Data loss prevention is a noble endeavor – after all, no organization can accept knowing that sensitive data is flowing unchecked out of their systems. But the methods taken to prevent this loss are letting organizations down. All too often current solutions from DLP vendors both large and small cause more problems than they solve simply because of the way they are created to prevent any kind of sensitive data from being leaked.
While I know this to be the case, I decided to conduct a small experiment to really see what happens when a DLP rule is set.
The impact of just one DLP rule…
I decided to create one DLP rule on Google’s Workspace DLP and define it on Reco’s Google Workspace account. In case you missed it, Workspace DLP allows organization admins to create and apply rules to control the content that users can include in files that are shared externally through Google Drive.
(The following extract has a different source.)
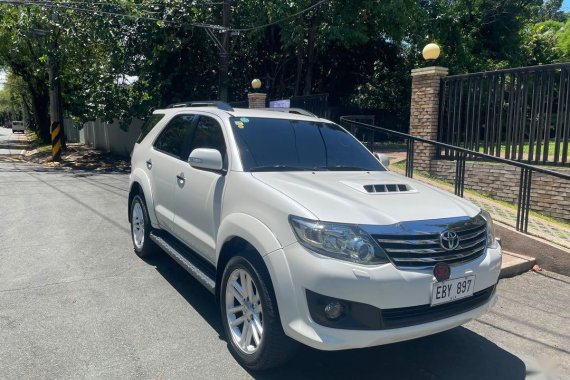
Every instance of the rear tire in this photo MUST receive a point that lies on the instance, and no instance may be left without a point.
(141, 227)
(250, 316)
When the defined sensitive data is included in an externally shared document, Google will automatically email an alert to the Workspace admin.
In this case, I defined a rule to detect a single piece of sensitive data (a social security number) in all files shared externally from Reco through Google Drive.
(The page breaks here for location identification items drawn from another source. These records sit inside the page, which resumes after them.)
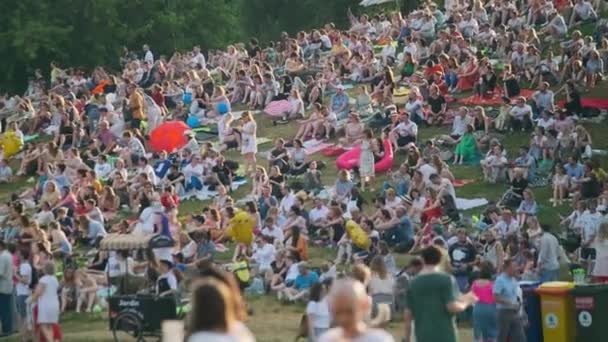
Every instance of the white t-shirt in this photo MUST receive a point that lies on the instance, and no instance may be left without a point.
(149, 57)
(519, 112)
(25, 271)
(407, 129)
(103, 170)
(590, 223)
(264, 256)
(275, 233)
(584, 10)
(459, 126)
(318, 312)
(286, 203)
(371, 335)
(545, 123)
(318, 213)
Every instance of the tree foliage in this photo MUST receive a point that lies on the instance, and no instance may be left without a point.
(87, 33)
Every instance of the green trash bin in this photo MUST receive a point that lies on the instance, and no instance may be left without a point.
(591, 312)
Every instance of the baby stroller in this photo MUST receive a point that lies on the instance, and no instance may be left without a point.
(510, 199)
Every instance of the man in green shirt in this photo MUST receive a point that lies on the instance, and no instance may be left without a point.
(432, 300)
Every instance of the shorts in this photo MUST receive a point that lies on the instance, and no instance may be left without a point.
(485, 324)
(402, 141)
(21, 304)
(588, 253)
(231, 144)
(135, 158)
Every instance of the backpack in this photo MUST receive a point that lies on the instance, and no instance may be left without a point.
(35, 277)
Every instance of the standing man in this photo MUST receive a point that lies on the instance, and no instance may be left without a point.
(6, 291)
(432, 300)
(148, 56)
(135, 105)
(506, 294)
(548, 256)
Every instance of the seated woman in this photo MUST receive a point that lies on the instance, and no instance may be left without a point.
(279, 156)
(229, 137)
(308, 126)
(353, 131)
(486, 84)
(437, 107)
(494, 166)
(363, 102)
(383, 91)
(561, 184)
(527, 207)
(594, 69)
(298, 163)
(466, 149)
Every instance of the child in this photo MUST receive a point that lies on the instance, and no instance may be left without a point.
(529, 272)
(500, 123)
(60, 246)
(345, 249)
Image 1: Configuring the rule on Google Workspace
10 minutes later (nice and quick), I received 22 alerts in my email relating to instances where this particular piece of sensitive data was shared with an external user.
Image 2: One of 22 Google Workspace alert emails
The alert itself provides generic information as follows: the trigger for the alert; when the event occurred; who triggered the alert; who the file was shared with; the document link; and which rule it pertains to.
However, what the alert does not tell me is the context in which this document was shared, and whether it is a justified action, so my only option as the analyst receiving the alert is to open each file and read the content to ensure that the action was justified.
Image 3: Alert details demonstrating that the defined sensitive data has been shared externally
Scaling up to all sensitive data in an organization
So, 22 emails with 22 files to open may not seem too bad, but scaling up this exercise to all pieces of sensitive data across the organization would quickly send a tsunami of emails back to the IT security team to wade through.
It would be impossible to define all the individual pieces of sensitive data by name or type, so the IT security team would need to simply define generic rules on the data to catch as much as they can. Too much information in fact, alerting for, or blocking nearly every document in the organization.
Furthermore, this alert is a false positive – the relevant information was shared with an external accounting firm to pay an employee. But the alert itself does not provide the context to understand that this alert is a false positive, so the only way to verify that for sure is to open every document to check its contents, further increasing the burden on the IT security team.
And if this person doesn’t already have access to the file, they will need to request access for each one. If they aren’t justified to have this access, they add risk to the organization simply by trying to remediate a potential risk.
Content might be useful, but context is critical
In the above example, knowing the content of the various documents containing this piece of sensitive data is useful. It enables the individual (or even system) who reads the content to make a judgment as to whether the action is justified, but it also comes with ethical and resource implications.
That’s where context comes in. A security tool that is able to understand the context of an action will ignore a large majority of actions, reducing the amount of alerts it makes. This will then save the organization time in remediating these issues, enabling quicker resolution for genuinely malicious actions, less stressed security teams, smoother workflows, and less intrusive security overall.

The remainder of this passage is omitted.